BinGo employs a dynamic deadlock detection mechanism, which is a variance of prior work [22]. Besides adapting the algorithm to Go semantics, BinGo also extends the algorithm to support both traditional Mutex locks and RWMutex reader-writer locks in Go. For simplicity, we refer to both Mutex and RWMutex as mutex in the following texts. We define a lock tuple $\tau=\langle g,m,o,L\rangle$ , which means that the Goroutine $g$ holds all the mutexes in the mutex set $L$ and tries to acquire the mutex $m$ ; $o$ represents the lock type: $M_{l}$ , ${RWM}_{rl}$ , or ${RWM}_{l}$ . We further define the lock sequence ( $d$ ): a sequence of $n(n>1)$ lock tuples, $d=\langle\tau_{1},\tau_{2}...\tau_{n}\rangle$ where $\tau_{i}=\langle g_{i},m_{i},o_{i},L_{i}\rangle$ , $m_{i}\in L_{i+1}$ , …, $m_{k-1}\in L_{k}$ , $g_{i}\neq g_{j}$ , $L_{i}\cap L_{j}=\emptyset$ for $1\leq i$ , $j\leq n(i\neq j)$ . Let the type of the lock operation of $m_{i}(1\leq i<n)$ in $L_{i+1}$ be $p_{i+1}$ and the type of the lock operation of $m_{n}$ in $L_{1}$ be $p_{1}$ . If $m_{n}\in L_{1}$ , $\neg(o_{i}=$ ${RWM}_{rl}$ $\wedge$ $p_{i+1}={RWM}_{rl})$ , and $\neg(o_{n}=$ ${RWM}_{rl}$ $\wedge$ $p_{1}=$ ${RWM}_{rl})$ for $1\leq i<n$ , a potential deadlock in the lock sequence $d$ . Similarly, BinGo also detects missing unlock and double lock in a lock sequence. The correctness of this algorithm is out of the scope. One can refer to the prior work [22] for more details.
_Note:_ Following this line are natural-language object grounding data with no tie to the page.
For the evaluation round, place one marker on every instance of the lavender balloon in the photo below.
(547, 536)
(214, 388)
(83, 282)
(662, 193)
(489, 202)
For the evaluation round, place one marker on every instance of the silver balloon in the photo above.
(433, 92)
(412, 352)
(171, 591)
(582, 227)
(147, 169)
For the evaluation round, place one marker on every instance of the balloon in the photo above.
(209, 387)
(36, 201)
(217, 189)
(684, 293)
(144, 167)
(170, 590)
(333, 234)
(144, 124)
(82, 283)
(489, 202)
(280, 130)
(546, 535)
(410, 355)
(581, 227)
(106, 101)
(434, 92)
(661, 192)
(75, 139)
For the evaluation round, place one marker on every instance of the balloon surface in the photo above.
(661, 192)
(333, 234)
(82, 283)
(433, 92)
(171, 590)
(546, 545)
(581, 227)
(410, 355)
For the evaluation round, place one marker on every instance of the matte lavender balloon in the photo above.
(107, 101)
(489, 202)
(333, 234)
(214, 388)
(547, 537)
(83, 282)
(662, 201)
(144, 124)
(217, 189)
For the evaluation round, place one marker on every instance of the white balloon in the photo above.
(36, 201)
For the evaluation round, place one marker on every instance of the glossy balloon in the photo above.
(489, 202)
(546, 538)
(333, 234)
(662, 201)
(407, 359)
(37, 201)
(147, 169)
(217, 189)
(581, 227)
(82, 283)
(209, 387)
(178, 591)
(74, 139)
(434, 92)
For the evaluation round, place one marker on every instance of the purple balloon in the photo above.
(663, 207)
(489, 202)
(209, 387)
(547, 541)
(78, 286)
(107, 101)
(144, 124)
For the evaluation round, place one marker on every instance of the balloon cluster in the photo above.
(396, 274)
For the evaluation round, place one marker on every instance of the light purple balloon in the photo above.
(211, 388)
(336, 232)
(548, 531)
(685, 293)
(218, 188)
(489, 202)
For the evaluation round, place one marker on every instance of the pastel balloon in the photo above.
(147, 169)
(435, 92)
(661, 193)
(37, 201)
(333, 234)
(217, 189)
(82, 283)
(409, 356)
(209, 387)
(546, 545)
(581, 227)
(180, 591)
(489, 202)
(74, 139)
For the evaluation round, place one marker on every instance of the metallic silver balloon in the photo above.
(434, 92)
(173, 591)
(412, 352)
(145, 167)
1 for each $Chan_{op}$ = $Chan_{send}$ $\vee$ $Chan_{recv}$ $\vee$ $Chan_{close}$ do

2 construct locked and unlocked mutex sets

L

and

U

in the same Goroutine

3 end for

4for each pair of $Chan_{opi}$ , $Chan_{opj}$ $\in$ $Chan_{op}$ of the same channel do

5 if $Chan_{opi}$ , $Chan_{opj}$ in different Goroutines then

6 if $Chan_{opi}$ = $Chan_{send}$ $\wedge$ $Chan_{opj}$ = $Chan_{recv}$ then

7 if $L_{i}\cap L_{j}\neq\emptyset\vee L_{i}\cap U_{j}\neq\emptyset\vee U_{i}\cap L_{j}\neq\emptyset$ then

8 report a deadlock

9 end if

11 end if

12 if $Chan_{opi}$ = $Chan_{recv}$ $\wedge$ $Chan_{opj}$ = $Chan_{close}$ then

13 if $L_{i}\cap L_{j}\neq\emptyset\vee L_{i}\cap U_{j}\neq\emptyset$ then

14 report a deadlock

15 end if

17 end if

19 end if

21 end for

Algorithm 2 Channel-mutex deadlock prediction algorithm used by BinGo.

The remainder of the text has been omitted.